ついにウォーリアーはひときわ大きく息を吸い込むと下着を脱ぎ、彼の勃起が締め付けられていた布地から解放されて上に跳ね上がった。ゼブランも静かに同じ行動を真似した。

「俺は次に何をして良いのか判らない」とフェンリスはそう言った。それから、ごく小さな声で告白した。
「怖いんだ」

ゼブランは頷くと、毛布に覆われたわらの方へ行って、その上で横になった。彼は自分の隣を片手でぽんぽんと叩き、そしてまた長いことためらった後でフェンリスも彼のすぐ側に身を横たえ、恥ずかしがりつつも同時に何か期待する様子だった。

「僕に手ほどきをさせてくれるか?」ゼブランは優しく尋ねた。

フェンリスはゼブランにほとんど訴えかけるような表情で、黙って頷いた。彼の勃起は不安のうちに少しばかり緩んでいたが、しかし完全に萎れてはいなかった。

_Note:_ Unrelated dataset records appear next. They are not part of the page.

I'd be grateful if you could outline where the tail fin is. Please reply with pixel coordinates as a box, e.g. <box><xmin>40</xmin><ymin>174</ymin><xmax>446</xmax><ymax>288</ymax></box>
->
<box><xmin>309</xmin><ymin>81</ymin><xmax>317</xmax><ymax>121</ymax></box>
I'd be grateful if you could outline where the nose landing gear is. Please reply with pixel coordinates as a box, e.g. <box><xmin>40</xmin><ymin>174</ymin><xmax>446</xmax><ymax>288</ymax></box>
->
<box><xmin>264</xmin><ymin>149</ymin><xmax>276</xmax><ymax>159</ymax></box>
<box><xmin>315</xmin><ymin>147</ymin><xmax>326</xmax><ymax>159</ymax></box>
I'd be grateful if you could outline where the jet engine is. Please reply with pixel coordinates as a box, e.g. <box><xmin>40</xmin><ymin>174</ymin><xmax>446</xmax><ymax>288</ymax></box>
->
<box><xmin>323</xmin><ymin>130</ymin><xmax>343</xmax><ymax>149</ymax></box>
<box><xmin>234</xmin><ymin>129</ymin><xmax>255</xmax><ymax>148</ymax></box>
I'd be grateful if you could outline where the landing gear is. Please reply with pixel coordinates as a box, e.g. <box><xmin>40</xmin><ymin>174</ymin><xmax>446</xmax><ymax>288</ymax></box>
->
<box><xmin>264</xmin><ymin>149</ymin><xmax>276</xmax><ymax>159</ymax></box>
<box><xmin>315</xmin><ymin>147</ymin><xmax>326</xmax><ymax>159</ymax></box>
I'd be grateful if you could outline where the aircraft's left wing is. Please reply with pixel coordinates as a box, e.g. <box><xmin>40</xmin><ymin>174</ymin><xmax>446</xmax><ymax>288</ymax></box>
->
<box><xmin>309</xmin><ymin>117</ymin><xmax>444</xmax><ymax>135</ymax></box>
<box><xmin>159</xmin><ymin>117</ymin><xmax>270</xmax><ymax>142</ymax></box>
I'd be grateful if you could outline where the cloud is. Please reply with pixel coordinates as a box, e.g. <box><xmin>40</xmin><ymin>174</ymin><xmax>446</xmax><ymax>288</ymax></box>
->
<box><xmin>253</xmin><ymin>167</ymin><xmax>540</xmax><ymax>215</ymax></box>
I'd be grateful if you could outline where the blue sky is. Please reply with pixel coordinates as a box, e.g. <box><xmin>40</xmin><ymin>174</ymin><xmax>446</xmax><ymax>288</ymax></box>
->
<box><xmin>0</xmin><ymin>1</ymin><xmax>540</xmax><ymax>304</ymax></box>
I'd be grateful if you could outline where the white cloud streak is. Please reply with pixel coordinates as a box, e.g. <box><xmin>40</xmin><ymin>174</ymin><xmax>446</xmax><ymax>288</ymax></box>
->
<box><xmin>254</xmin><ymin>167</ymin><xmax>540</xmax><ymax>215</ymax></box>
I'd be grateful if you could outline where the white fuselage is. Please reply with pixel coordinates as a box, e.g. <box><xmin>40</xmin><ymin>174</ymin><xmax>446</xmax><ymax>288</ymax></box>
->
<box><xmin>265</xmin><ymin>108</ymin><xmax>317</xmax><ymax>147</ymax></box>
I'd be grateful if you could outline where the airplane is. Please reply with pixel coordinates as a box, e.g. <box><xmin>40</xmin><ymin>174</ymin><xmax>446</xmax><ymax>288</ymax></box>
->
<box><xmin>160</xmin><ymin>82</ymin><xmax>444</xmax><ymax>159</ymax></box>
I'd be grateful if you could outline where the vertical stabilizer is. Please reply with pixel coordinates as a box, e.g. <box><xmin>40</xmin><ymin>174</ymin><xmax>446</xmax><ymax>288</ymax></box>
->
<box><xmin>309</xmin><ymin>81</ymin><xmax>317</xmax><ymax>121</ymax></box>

「またお互いに触れ合うところから始めよう」とゼブランは静かに説明した。
「僕が君に触れて、そして君も同じように僕に触れる、いい?」

フェンリスはほっとした様子で頷いた。ゼブランは右半身を下に身体を起こしてフェンリスに向き直ると、ウォーリアーが同じように左側を下に彼の方を向くのを待って、手を伸ばしてフェンリスの腰に手を置いた。彼はその後もごくゆっくりと、フェンリスの反応を確かめながら優しく触れては撫でるのを繰り返して、もう一人のエルフが今やっていることに徐々に慣れ、最初の興奮がゆっくりと戻ってきて、彼の恐怖心に打ち勝つまで辛抱強く待った。馬房の中には彼らの徐々に激しくなる息遣いと、隣の馬達が身動きする際の微かな音だけが響いていた。

フェンリスの表情から間違い無く恐怖が消えたのを見てようやく、彼はふわりともう一人のエルフの勃起を軽くさすった。フェンリスはためらうこと無く彼の動作を真似し、ゼブランはその彼に向かって勇気づけるように微笑んだ。彼の動作を忠実に真似するフェンリスが引き起こす快感は無視して――とにかく、彼が出来る限り――ゼブランはもう一人のエルフがどうやって触れ、どうやって撫でれば一番喜び、一番興奮するかを探し出そうとしていた。
フェンリスが快感に我を忘れ、横向きの姿勢を保ち続けることが出来ず手を身体の横に落とすまでそれほど長くは掛からなかった。ゼブランは優しく彼を仰向けにすると、彼自身は上半身を起こして両手を自由に使えるようにした。しばらくしてフェンリスは叫び声を上げると、毛布を強く握りしめ背を大きく反らせて絶頂を迎えた。

ゼブランは再び横たわると、消耗したフェンリスがどさりと毛布に倒れ込むのを優しく抱きしめた。フェンリスはしばらくの間そのままじっと横たわり、息を整える間顔をゼブランの肩に埋めていたが、それから身動きするとゼブランを押しのけた。アサシンは慌てて彼から手を離すと彼の顔を覗き込み、あるいは抱きしめたことでウォーリアーが動転したのではと心配したが、フェンリスに狼狽したような様子は見られなかった。その代わり彼はゼブランの顔を見つめ、それから視線を彼の萎えつつある勃起に落とした。

「君はその……」フェンリスはためらいながら、低い声で言うと、手をゼブランの胸に当てて訝しげな表情で彼を見つめた。

「まず君を満足させたかったからね」とゼブランは優しく言った。

フェンリスは長い間黙って彼を見つめていたが、それから顔を赤らめると頷いた。
「なら、俺の番だな」と彼は驚くほど確信ありげに言うと、優しくゼブランの胸を押した。
「そこに寝ろ」

ウォーリアーが何をしようとしているのか好奇心をそそられて、ゼブランは言われた通りにした。フェンリスはちらりと、どうしようかというように彼を見下ろしたが、それから座る場所をずらしてアサシンのそれを彼の両手に取った。彼は恐る恐る、彼らが先にやったことを繰り返し始めると、下唇を神経質そうに噛んで横目でちらちらとゼブランの顔を見ていた。実際それは実に興奮をそそり、今やゼブランはもう一人のエルフが掻き立てる快感に身を任せて、何かとりわけ彼の好むことをフェンリスがすると満足げな声を上げた。フェンリスは彼の手の下でゼブランが快感を感じている様子をみてさらに勇気づけられ、より自信を持って手を動かした。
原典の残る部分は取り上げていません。